By contrast, models from larger, more established companies like Alibaba and DeepSeek showed stronger alignment with Chinese Communist Party values. Alibaba, as a behemoth with established reach and influence, has bureaucratic structures that naturally enforce ideological control. DeepSeek's ideological alignments visibly tightened after its leadership publicly endorsed the startup and it was adopted into government services.

This pattern suggests a structural tension within China's AI governance. The Cyberspace Administration of China (CAC), the body tasked with regulation and control, appears to be taking a relatively hands-off approach to allow the AI ecosystem to develop. Under CAC regulations from 2022, individual labs retain primary responsibility for information security, including ideological control. This decentralized approach may explain why different companies have adopted different levels of content filtering based on their own corporate cultures and market ambitions.

Steps to Understanding China's AI Governance Structure

  • Regulatory Framework: The Cyberspace Administration of China (CAC) sets broad guidelines but allows individual labs primary responsibility for implementing ideological control and information security within their own organizations.
  • Competing Priorities: A structural tension exists between the CAC's role enforcing Party values and the Ministry of Industry and Information Technology (MIIT) and National Development and Reform Commission (NDRC) pushing for sector reform and opening to international markets.
  • Company-Level Variation: How strictly models enforce content control depends more on individual company culture, size, and international market ambitions than on centralized CAC directives.
  • Western Influence: Chinese labs continue to adopt Silicon Valley templates, safety frameworks, and evaluation standards, suggesting that global AI governance norms are shaping Chinese development even as the country pursues independence.

The trip also revealed that Chinese AI companies are actively pursuing international expansion. At Beijing Capital International Airport, Alibaba Cloud advertises that it "gives all-out support to Chinese enterprises going overseas." One anonymous source met during the visit made clear the strategic intent: "Frankly speaking, apart from top American AI companies such as OpenAI and Anthropic, our experience in technical practice is ahead of these visiting scholars. This exchange is also a good opportunity to spread the influence of Chinese AI large-scale models overseas".

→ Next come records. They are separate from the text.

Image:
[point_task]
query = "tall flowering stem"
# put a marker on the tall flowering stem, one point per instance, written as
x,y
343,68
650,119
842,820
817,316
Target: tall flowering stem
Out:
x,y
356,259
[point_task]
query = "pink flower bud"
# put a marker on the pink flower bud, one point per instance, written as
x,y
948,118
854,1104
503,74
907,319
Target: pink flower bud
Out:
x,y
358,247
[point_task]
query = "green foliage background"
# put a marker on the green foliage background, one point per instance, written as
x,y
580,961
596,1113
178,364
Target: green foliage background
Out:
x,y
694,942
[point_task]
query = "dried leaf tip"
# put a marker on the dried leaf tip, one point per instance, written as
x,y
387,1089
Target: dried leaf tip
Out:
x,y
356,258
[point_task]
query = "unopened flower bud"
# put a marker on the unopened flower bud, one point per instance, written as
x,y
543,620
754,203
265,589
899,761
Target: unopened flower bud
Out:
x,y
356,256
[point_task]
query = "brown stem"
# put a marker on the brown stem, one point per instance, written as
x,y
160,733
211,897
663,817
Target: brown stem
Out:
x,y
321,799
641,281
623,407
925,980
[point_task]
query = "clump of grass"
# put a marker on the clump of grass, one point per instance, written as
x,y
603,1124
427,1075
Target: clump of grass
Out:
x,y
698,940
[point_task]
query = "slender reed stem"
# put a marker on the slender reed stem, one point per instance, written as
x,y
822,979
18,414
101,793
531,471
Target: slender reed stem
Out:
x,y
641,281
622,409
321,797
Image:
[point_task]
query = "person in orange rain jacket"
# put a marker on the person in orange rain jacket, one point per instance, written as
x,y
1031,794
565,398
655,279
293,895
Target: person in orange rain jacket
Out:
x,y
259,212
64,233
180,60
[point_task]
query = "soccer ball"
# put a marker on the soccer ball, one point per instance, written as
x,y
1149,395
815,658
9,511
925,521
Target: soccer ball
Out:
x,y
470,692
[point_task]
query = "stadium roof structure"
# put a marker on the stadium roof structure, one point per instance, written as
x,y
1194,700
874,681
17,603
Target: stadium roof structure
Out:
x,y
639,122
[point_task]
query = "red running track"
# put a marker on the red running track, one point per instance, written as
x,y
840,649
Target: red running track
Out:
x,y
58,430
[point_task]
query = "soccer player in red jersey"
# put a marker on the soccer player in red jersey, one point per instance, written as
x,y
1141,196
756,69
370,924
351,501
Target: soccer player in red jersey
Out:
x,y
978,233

The source added that while "Chinese AI has a certain reputation in the industry," companies hope such exposure could lead to adoption by major international players like Apple and Walmart. This reveals that the trip itself was part of a broader international marketing strategy, with Chinese labs eager to make favorable impressions on influential Western AI experts.

The picture that emerges is neither one of Chinese AI independence nor Western dominance, but rather a complex ecosystem where genuine innovation coexists with structural dependence on Western frameworks, tools, and validation mechanisms. As China's AI sector continues to mature and pursue global markets, this tension between innovation and imitation, between ideological control and technological progress, will likely shape the future of AI development both within China and globally.